If you find yourself famished after you've managed to diet away a sizable number of pounds, you're not alone.
Cutting back on calorie consumption is likely to spark changes that permanently boost appetite among obese men and women, Norwegian researchers report.
Blame it on the hunger hormone ghrelin, which spikes when you suddenly lower your food intake. It's a phenomenon that harkens back to when early humans had to survive bouts of famine, the researchers said.
Now, that ancestral hormonal swing may undermine long-term efforts to keep the weight off, judging by what happened to 35 morbidly obese patients as they spent two years on a highly structured weight-loss program.
"It is extremely important that both patients with obesity and health professionals working with them are aware of the expected increase in hunger with weight loss," said study author Catia Martins. "This can explain why it is so difficult, at least for some individuals with obesity, to comply with energy-restricted diets, and why so many give up."
Martins is an associate professor with the faculty of medicine at the Norwegian University of Science and Technology.
The statistics can be disheartening: The researchers noted that only 1 in 5 obese dieters is able to keep off the weight he or she sheds.
The study focused on 22 women and 13 men in Norway who were about 275 pounds, on average, and characterized as "severely obese," before embarking on a highly supportive weight-loss program.
First, all underwent a three-week inpatient program that offered nutritional education, psychological counseling and routine exercise activities. Four more three-week sessions were completed over the course of the program.
Throughout, all participants were placed on a "moderately restricted" diet. This meant consuming about 500 calories per day less than otherwise needed to maintain a status quo weight. Food breakdown was set at 50 percent carbs, 30 percent fat and 20 percent protein.
On average, the patients lost about 11 pounds within the first three weeks of the program, and an average of 24 pounds by the two-year mark.
But at both the one and two-year marks all the patients also reported feeling increasing hunger following their weight loss.
Why? On the one hand, as weight went down, ghrelin levels went up and stayed up. On the other, as the participants' weight dropped their energy needs for basic functions -- such as breathing, sleeping, walking and eating -- also dropped.
And the result is strong pressure towards regaining lost weight over time, turning weight loss maintenance into a lifelong daily struggle, the researchers said.
The findings were published recently in the American Journal of Physiology-Endocrinology and Metabolism.
Lona Sandon is program director of the department of clinical nutrition with the School of Health Professions at the University of Texas Southwestern Medical Center at Dallas. The study "supports what is already known," she said.
"And the authors make a great point in regards to obesity treatment/management," said Sandon, who wasn't involved with the study. "People need long-term support, and the standard care or payment methods [health insurance] for obesity management are short-term, despite the oodles of evidence for long-term support and support beyond the physician setting."

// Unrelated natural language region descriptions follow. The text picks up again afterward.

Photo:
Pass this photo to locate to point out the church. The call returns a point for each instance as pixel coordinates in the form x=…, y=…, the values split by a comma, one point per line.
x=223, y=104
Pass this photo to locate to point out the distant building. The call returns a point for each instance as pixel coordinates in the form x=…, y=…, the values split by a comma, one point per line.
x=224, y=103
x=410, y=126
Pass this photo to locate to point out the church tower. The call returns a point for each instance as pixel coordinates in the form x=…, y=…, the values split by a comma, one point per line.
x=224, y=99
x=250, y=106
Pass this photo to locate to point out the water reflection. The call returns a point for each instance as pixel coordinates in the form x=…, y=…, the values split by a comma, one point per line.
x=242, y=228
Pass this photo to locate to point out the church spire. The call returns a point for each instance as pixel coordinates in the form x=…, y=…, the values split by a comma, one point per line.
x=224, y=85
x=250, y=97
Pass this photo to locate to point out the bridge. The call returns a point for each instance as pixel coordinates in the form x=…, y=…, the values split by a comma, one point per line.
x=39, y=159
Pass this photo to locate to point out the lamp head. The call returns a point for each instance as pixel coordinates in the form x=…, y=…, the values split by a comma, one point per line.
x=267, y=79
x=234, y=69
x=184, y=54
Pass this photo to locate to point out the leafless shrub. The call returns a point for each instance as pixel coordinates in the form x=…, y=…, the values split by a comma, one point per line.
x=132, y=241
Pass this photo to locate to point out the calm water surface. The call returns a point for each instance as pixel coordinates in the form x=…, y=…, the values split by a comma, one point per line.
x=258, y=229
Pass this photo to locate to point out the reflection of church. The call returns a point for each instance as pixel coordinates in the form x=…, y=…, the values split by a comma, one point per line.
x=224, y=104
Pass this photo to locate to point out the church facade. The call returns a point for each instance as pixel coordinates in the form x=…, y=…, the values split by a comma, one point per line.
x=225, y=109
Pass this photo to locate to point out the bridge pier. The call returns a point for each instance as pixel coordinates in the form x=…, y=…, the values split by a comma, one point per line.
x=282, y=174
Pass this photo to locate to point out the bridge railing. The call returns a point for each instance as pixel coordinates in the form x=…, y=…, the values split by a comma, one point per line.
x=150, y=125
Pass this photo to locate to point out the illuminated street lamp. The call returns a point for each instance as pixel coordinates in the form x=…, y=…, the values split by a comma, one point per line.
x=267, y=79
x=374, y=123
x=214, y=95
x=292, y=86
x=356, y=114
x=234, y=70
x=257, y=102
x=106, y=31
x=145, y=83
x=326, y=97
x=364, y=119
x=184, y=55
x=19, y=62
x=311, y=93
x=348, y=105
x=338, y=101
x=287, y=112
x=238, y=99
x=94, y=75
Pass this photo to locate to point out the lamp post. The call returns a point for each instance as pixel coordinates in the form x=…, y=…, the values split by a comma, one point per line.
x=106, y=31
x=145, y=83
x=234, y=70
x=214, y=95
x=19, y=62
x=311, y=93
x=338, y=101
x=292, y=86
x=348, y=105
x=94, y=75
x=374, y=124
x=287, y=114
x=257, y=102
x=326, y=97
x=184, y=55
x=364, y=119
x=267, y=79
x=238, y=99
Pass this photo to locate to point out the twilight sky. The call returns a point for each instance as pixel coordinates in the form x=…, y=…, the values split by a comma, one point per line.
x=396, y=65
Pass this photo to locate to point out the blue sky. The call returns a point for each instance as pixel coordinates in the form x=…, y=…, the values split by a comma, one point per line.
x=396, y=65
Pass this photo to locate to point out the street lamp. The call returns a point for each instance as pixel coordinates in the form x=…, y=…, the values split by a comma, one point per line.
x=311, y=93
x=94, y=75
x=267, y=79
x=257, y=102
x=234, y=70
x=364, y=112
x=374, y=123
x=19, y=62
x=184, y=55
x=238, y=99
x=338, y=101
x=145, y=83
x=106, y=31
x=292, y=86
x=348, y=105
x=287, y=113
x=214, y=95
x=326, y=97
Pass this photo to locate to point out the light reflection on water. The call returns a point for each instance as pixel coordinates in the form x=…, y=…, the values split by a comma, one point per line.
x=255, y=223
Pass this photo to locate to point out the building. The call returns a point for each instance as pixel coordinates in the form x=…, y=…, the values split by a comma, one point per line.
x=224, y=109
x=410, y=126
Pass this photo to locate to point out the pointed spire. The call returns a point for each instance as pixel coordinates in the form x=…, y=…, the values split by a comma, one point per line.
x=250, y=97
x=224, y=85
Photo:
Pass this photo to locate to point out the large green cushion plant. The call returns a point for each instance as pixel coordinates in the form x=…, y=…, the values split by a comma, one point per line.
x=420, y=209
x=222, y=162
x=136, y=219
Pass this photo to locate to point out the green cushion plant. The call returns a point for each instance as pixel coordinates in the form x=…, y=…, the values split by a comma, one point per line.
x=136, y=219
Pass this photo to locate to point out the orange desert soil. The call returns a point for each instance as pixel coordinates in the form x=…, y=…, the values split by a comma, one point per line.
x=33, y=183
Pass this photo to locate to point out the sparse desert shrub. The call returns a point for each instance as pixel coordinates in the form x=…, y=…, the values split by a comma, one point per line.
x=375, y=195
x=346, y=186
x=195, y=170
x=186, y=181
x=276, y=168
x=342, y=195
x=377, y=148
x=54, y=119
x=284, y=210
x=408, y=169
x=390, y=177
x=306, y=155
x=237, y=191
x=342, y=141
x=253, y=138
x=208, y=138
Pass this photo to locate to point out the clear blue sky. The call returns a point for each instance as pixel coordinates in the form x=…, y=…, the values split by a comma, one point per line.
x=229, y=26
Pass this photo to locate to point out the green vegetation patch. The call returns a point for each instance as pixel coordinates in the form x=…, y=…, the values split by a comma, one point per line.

Insurance, for example, rarely kicks in to cover the services of a registered dietitian or personal trainer, Sandon noted.
But for those anxious to minimize the hunger hormone trap, Sandon says slow and steady weight loss is the way to go.
"It may take months, six or more, of consistent daily exercise combined with mild calorie restriction, decreasing 200 to 300 calories per day, to reach a lower [hormonal] 'set point,' " she said.
But, "the slower the weight loss, and the more modest the calorie restriction to obtain weight loss, the more likely someone might keep the lost weight off," she said.
An hour a day of exercise can also help to lower a set point, Sandon added, whether that be time spent on a treadmill or time spent doing "something you enjoyed doing as a kid," like dancing, playing basketball or soccer, swimming or even roller-skating.